DHEA is a precursor for the sex steroids, being converted in the body first into androgens (male sex steroids) and subsequently to estrogens (female sex steroids). This property of DHEA has led to a number of instances of unwanted masculinization phenomena, including the appearance of facial hair in women taking large doses. More importantly, one would expect that DHEA could contribute to a stimulation of hormone-dependent cancers in humans, including prostate cancer in men. While no long-term studies on DHEA have yet been done in humans, the estimated 75 million dollars in sales in the current year reflect a huge uncontrolled human clinical trial.

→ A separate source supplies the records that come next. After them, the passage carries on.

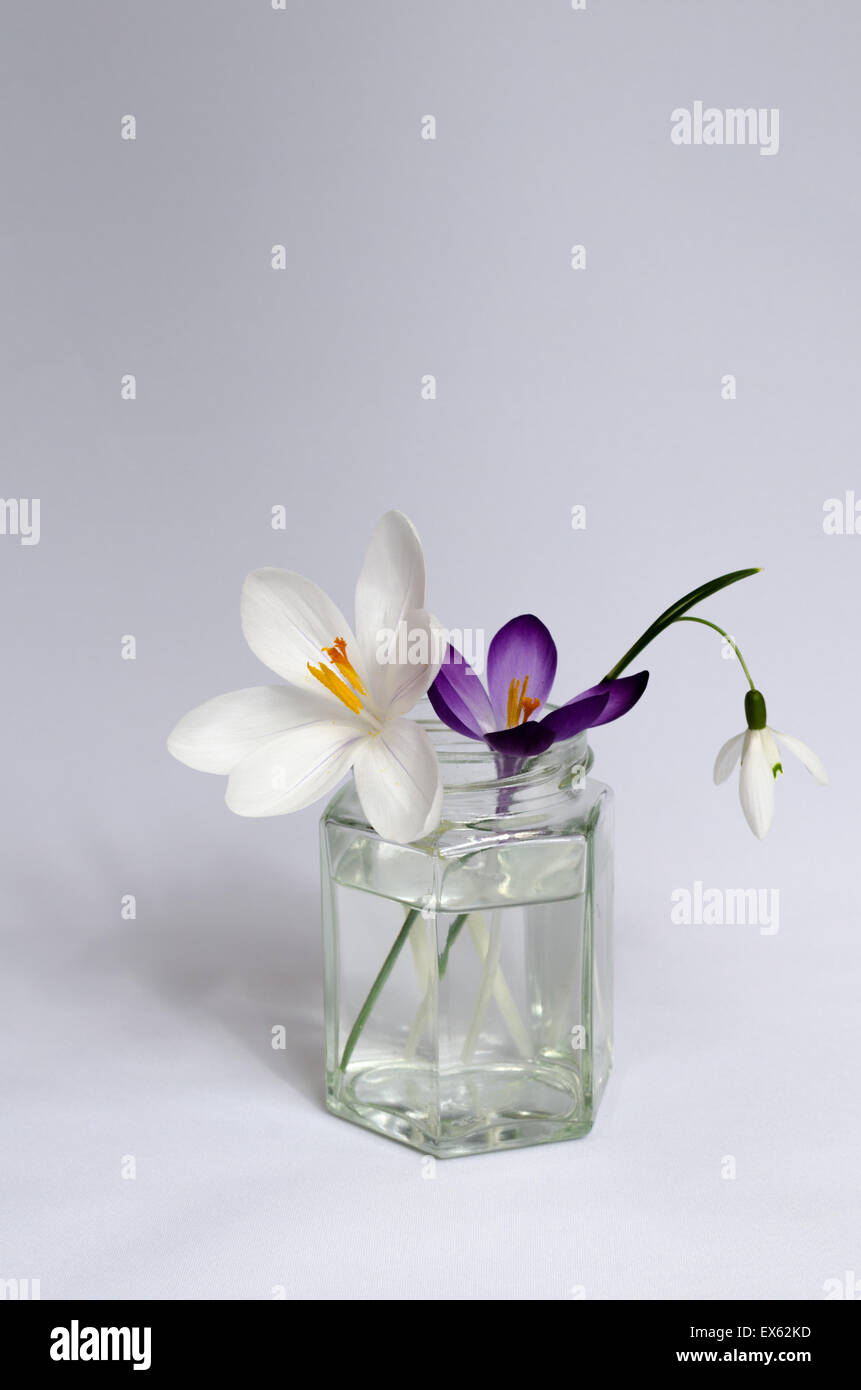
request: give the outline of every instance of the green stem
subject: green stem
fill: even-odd
[[[719,632],[721,637],[723,637],[724,641],[729,642],[730,646],[732,647],[733,651],[738,657],[739,665],[741,666],[741,669],[744,671],[744,674],[747,676],[747,683],[750,686],[751,690],[756,690],[756,686],[753,683],[753,676],[747,669],[747,663],[745,662],[744,657],[742,656],[741,652],[739,651],[738,647],[736,646],[735,642],[732,640],[728,632],[724,632],[723,628],[718,627],[717,623],[710,623],[708,618],[675,618],[674,621],[677,623],[702,623],[703,627],[710,627],[714,632]]]
[[[689,608],[693,608],[697,603],[702,603],[703,599],[710,598],[720,589],[725,589],[728,584],[735,584],[739,579],[747,579],[752,574],[759,574],[759,569],[733,570],[731,574],[722,574],[718,579],[710,579],[707,584],[701,584],[698,589],[692,589],[689,594],[685,594],[684,598],[671,603],[669,608],[665,608],[660,617],[646,628],[643,635],[637,638],[633,647],[628,648],[621,661],[617,661],[616,665],[607,672],[604,680],[616,680],[625,667],[630,666],[635,657],[640,655],[644,647],[653,642],[665,628],[669,627],[670,623],[678,622],[682,614],[687,613]]]
[[[413,907],[410,908],[410,911],[404,918],[404,924],[398,932],[397,936],[395,937],[394,942],[392,943],[392,949],[389,951],[389,954],[383,961],[377,978],[371,985],[370,991],[368,992],[368,997],[362,1005],[361,1009],[359,1010],[358,1018],[353,1024],[350,1036],[348,1037],[346,1044],[344,1045],[344,1051],[341,1055],[341,1071],[347,1070],[350,1058],[352,1057],[355,1051],[356,1043],[359,1041],[359,1038],[361,1037],[362,1029],[364,1028],[365,1024],[371,1016],[371,1011],[377,1002],[383,985],[386,983],[386,980],[389,978],[389,976],[395,968],[395,961],[397,960],[398,956],[401,954],[401,951],[404,949],[404,946],[407,944],[407,941],[409,940],[410,932],[415,926],[416,918],[418,916],[419,908]],[[460,916],[455,917],[454,921],[448,929],[446,943],[443,947],[442,955],[439,958],[440,979],[442,979],[443,975],[446,972],[449,952],[454,943],[457,941],[457,938],[460,936],[460,933],[463,931],[463,928],[466,926],[468,919],[469,913],[462,912]]]
[[[450,926],[449,929],[448,929],[448,936],[447,936],[446,939],[445,939],[445,946],[443,947],[443,949],[442,949],[442,954],[441,954],[441,956],[440,956],[440,958],[439,958],[439,978],[440,978],[440,979],[442,979],[443,975],[445,974],[445,972],[446,972],[446,970],[447,970],[447,968],[448,968],[448,956],[449,956],[449,951],[451,950],[452,946],[453,946],[454,943],[457,941],[457,938],[460,936],[460,933],[463,931],[464,927],[466,926],[466,922],[467,922],[467,918],[468,918],[468,917],[469,917],[469,913],[468,913],[468,912],[461,912],[460,915],[459,915],[458,917],[455,917],[454,921],[452,922],[451,926]]]
[[[350,1033],[350,1036],[347,1039],[343,1054],[341,1056],[341,1071],[347,1070],[347,1065],[350,1061],[350,1058],[353,1055],[353,1049],[355,1048],[356,1043],[359,1041],[360,1034],[365,1024],[367,1023],[368,1018],[370,1017],[371,1010],[377,1002],[377,996],[379,995],[380,990],[383,988],[383,985],[386,983],[386,980],[391,975],[395,967],[395,961],[397,960],[398,956],[400,955],[401,951],[406,945],[407,938],[410,932],[412,931],[413,927],[415,926],[416,918],[418,917],[418,915],[419,909],[417,907],[413,907],[410,908],[410,911],[404,918],[404,925],[401,927],[400,931],[395,937],[392,949],[389,951],[389,954],[383,961],[383,964],[380,968],[380,973],[374,980],[374,983],[371,985],[370,993],[368,994],[367,999],[365,1000],[364,1004],[359,1010],[358,1018],[353,1024],[353,1031]]]

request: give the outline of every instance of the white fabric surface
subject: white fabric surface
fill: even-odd
[[[140,847],[133,922],[108,855],[21,885],[4,1277],[43,1298],[809,1299],[855,1268],[855,941],[803,916],[661,926],[668,895],[623,880],[592,1134],[428,1164],[323,1106],[313,813],[252,835],[216,790],[193,789],[210,840],[170,874]]]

My laboratory, under the leadership of Dr. Gayle Orner, has demonstrated that DHEA is a potent liver tumor-promoting agent and a complete carcinogen in the trout tumor model. Scientists and clinicians have known for years that feeding high doses of DHEA over periods of a year or more to rodents results in liver cancers. The risk for humans, however, has been assumed to be negligible--the mechanism of carcinogenesis in rodents is thought to be through DHEA functioning as a peroxisome proliferating agent, and humans are known to be relatively insensitive to such agents. However, we have found that DHEA, when fed for only a few months, causes liver cancer in trout at 20-fold lower doses than in the rat. Furthermore, trout, like humans, are insensitive to peroxisome proliferators. We have recently obtained further evidence that the mechanism of DHEA liver carcinogenesis in trout relates to its conversion to androgens and estrogens, a mechanism relevant to humans.

What then is the risk of taking DHEA? If you are in your 60s, or older, and are taking small replacement doses (10-25 mg daily), the risk is probably minimal. However, significant doses of DHEA taken by young and middle-aged adults for a number of years may adversely affect liver function and enhance the risk of cancer. In any case, most responsible physicians and scientists who study DHEA agree that its availability over the counter is ill-advised. Administration of DHEA should be under a doctor's supervision to ensure that the potential benefits are not overshadowed by an unacceptable risk.